# Model building and Deployment

In this exercise we will build a machine learning model, introduce the vetiver package for machine learning operations, and learn how to use the package to deploy models to Posit Connect.

#### We are starting a new activity, so deactivate the older and create a new virtual environment!

```bash
# deactivate older venv
deactivate 

# Create a virtual environment
# Use our alias!
py-venv
python -m pip install -r requirements.txt

```

In [9]:
# import required libraries
import os
import ibis
from dotenv import load_dotenv
import pandas as pd
import xgboost as xgb
import numpy as np
from sklearn.model_selection import train_test_split
from sklearn import metrics
from sklearn.ensemble import RandomForestClassifier
import vetiver
import pins
import rsconnect
from datetime import datetime, timedelta

### Task 1 - Exploratory Data Analysis

#### 🔄 Task

Before we build a machine learning model to predict if an inspection would be successful or not, we need to understand the data.
Use this time to see what features we have available and how they can be used for our model.


In [None]:
# begin by making a connection to the database using the ibis package

import os
import ibis

con = ibis.postgres.connect(
    ...
)

inspection_data = con.table("food_inspection_validated").to_pandas()

There are different functions available in pandas dataframe to do this, like *columns*, *groupby*, *count*, and *unique*

In [7]:
# (Uncomment to run some analysis)
#
#inspection_data.columns
#inspection_data.dtypes
#inspection_data.groupby("facility_type").count()["inspection_id"].sort_values(ascending=False)
#inspection_data.groupby("results").count()["inspection_id"]
#inspection_data['results'].unique()
#inspection_data.groupby("risk").count()["inspection_id"]
#inspection_data['violations']

**For Bonus Points**

If you want, you can also use *matplotlib* to plot relationships between different features!

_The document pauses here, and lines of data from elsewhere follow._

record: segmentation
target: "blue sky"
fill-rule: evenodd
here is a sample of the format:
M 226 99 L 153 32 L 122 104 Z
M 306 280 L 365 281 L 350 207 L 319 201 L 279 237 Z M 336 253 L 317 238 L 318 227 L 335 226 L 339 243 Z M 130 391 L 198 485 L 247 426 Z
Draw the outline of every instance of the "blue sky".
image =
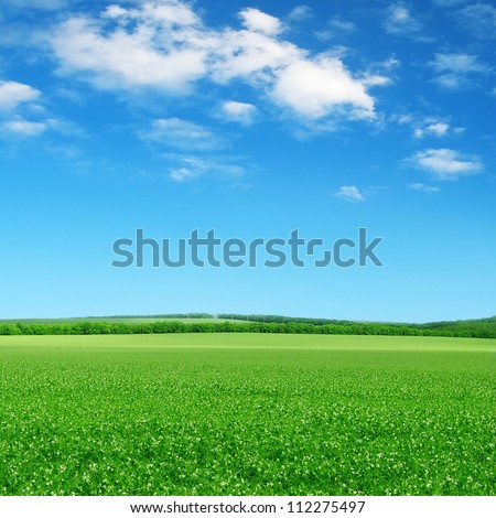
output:
M 0 317 L 496 314 L 488 1 L 3 0 Z M 382 237 L 382 267 L 112 244 Z

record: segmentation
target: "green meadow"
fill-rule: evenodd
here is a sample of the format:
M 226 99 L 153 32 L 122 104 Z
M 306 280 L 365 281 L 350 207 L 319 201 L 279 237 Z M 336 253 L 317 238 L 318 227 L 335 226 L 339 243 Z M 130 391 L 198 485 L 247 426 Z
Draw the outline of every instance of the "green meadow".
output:
M 495 495 L 496 341 L 0 336 L 1 495 Z

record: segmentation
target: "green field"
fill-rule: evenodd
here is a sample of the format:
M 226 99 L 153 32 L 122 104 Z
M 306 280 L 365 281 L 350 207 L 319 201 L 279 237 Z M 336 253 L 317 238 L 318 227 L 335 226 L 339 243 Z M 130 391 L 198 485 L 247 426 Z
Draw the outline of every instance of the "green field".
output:
M 1 495 L 495 495 L 496 341 L 0 336 Z

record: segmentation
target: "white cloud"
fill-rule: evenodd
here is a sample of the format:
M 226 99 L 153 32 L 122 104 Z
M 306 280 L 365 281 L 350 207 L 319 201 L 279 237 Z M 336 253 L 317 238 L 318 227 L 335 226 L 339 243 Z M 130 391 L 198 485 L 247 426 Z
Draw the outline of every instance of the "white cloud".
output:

### Task 2 - Feature Engineering

#### 🔄 Task

Now that we have some understanding of our columns, lets look into building features for our model
- which columns can we use as features?
- do all the column values make sense? eg. look at *category* column values
- are these columns in the right format?
- what kind of encoding can we do define categorical columns?
- Do we need to build a new feature to correctly capture the data?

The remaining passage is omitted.